Organizar as roupas, a casa, a louça. Fazer comida. Dar atenção às crianças e aos idosos. Atender aos doentes. Educar. Todas essas atividades têm algo em comum: satisfazer necessidades físicas e psicológicas dos indivíduos, buscando o crescimento, desenvolvimento e bem-estar. Em última análise, trata-se da Economia do Cuidado.

Apesar de uma definição ampla, a Economia do Cuidado engloba as atividades remuneradas ou não, como trabalho doméstico, cuidadores de idosos e pessoas com deficiência, trabalhadores da saúde e serviços prestados nos berçários e creches. Uma breve lembrança sobre cada uma dessas atividades e se percebe que, em sua maioria, são atividades não remuneradas.

Desse modo, como inexiste fluxo monetário, são atividades não vistas pelo mercado. São desenvolvidas dentro das famílias ou entre conhecidos próximos gratuitamente e, nesse sentido, não entram nas estatísticas oficiais. O maior problema desse fato é que essas atividades, mesmo em nível pessoal, não são valorizadas e, ainda, ocorre desprestígio das pessoas que realizam tais tarefas.

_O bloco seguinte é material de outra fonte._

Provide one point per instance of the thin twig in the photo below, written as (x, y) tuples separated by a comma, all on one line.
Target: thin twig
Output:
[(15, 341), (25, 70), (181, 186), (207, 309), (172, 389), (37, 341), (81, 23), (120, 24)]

A ideia de um sistema econômico voltado para o cuidado é contrapor, por exemplo, a ideia de que economia e saúde, ou ainda, economia e vida, são coisas conflitantes. Na verdade, economia, sociedade, meio ambiente e saúde são interdependentes: se uma das peças não funcionam, o sistema todo não flui.

Obviamente, a questão financeira é importante para manter a sustentabilidade dos empreendimentos, dos empregos e da renda; porém, a tomada de decisão deve priorizar não só o lucro, mas refletir sobre os impactos das ações em todos os âmbitos da sociedade. Nesse sentido, espera-se cooperar para unir bem-estar e prosperidade e, portanto, deve-se valorizar as atividades inicialmente citadas.

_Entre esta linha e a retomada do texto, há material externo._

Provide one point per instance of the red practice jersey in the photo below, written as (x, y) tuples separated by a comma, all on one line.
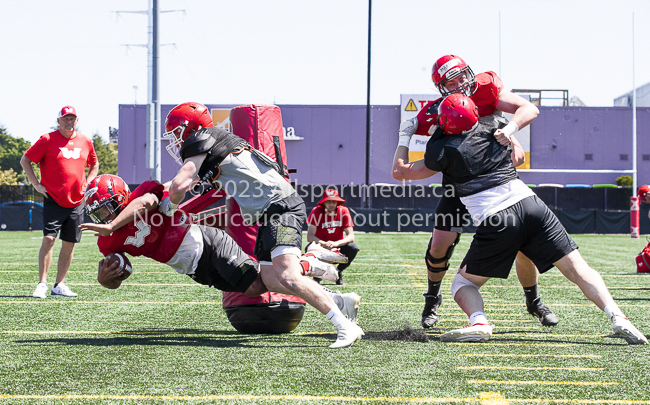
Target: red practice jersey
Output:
[(485, 98), (63, 162), (330, 227), (154, 234)]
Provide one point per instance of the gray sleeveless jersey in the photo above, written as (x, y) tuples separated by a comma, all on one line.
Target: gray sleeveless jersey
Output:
[(253, 184)]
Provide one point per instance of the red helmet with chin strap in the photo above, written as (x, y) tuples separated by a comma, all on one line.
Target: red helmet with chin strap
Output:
[(450, 67), (106, 195), (456, 114), (182, 121)]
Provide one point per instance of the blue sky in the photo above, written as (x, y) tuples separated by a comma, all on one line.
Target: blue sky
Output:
[(303, 52)]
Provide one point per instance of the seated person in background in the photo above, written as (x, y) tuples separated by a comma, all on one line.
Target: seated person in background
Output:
[(331, 226), (132, 223), (510, 217), (644, 195)]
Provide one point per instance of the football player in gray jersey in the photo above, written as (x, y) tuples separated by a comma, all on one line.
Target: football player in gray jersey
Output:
[(265, 197)]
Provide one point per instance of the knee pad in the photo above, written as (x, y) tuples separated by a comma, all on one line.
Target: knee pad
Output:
[(430, 259), (285, 250), (459, 282)]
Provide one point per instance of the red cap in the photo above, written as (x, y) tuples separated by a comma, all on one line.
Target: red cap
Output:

Na prática, trata-se de promover desenvolvimento sustentável, permitindo crescimento econômico, combate à pobreza e às desigualdades, valorização dos trabalhadores, da ciência, da arte, da cultura, da espiritualidade, da justiça, da saúde, da segurança. É sobre fazer com que o avanço financeiro dos empreendimentos de uma economia tenha reflexos sobre toda a sociedade – como através de apoios às famílias em que algum membro permanece em casa oferecendo cuidados à casa.

O grande desafio é unir comportamento dos indivíduos e políticas públicas. Assim, uma Economia do Cuidado se faz por meio do comprometimento da sociedade civil e dos governantes para implementar atividades de forma abrangente, de modo a permitir transformações reais sobre o equilíbrio social e ambiental. É tarefa difícil, com certeza, mas é necessário refletir a respeito, em busca de criar novos paradigmas, em busca da valorização da vida.